The overall satisfaction rating of 6.50 on a 7-point scale equaled the best ever recorded and the same as in 2013. The average of all satisfaction scores was 6.33, also the same as the previous year. Only three of the 105 statisfaction questions showed a decrease compared to the previous year.

Survey Format

NERSC conducts its yearly survey of users to gather feedback on the quality of its services and computational resources. The survey helps both DOE and NERSC staff judge how well NERSC is meeting the needs of users and points to areas where NERSC can improve.

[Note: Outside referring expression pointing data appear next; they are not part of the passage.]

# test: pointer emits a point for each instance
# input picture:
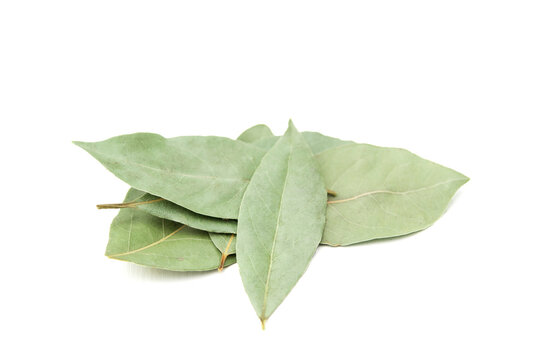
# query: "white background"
(457, 82)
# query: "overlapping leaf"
(144, 239)
(205, 174)
(382, 192)
(162, 208)
(280, 222)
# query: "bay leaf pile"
(267, 202)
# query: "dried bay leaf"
(382, 192)
(317, 142)
(255, 133)
(144, 239)
(162, 208)
(280, 222)
(226, 243)
(205, 174)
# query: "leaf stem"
(132, 204)
(225, 254)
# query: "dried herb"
(201, 203)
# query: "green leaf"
(226, 243)
(317, 142)
(280, 222)
(207, 175)
(162, 208)
(382, 192)
(144, 239)
(255, 133)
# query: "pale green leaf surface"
(255, 133)
(280, 222)
(382, 192)
(144, 239)
(317, 142)
(205, 174)
(162, 208)
(224, 242)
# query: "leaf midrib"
(149, 245)
(392, 192)
(266, 288)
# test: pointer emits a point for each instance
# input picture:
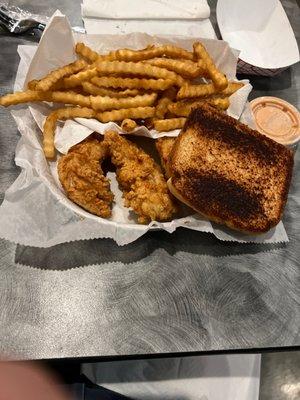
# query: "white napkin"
(146, 9)
(164, 17)
(234, 377)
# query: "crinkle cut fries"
(158, 85)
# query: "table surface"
(184, 292)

The survey is conducted on the web, and in 2014 consists of 105 satisfaction questions that are scored numerically. In addition, we solicit free-form feedback from the users. In December 2014, 5,000 authorized users (those with registered accounts who have signed the computer policy use form) were invited by email to take the 2014 user survey. The survey was open through January 19, 2015.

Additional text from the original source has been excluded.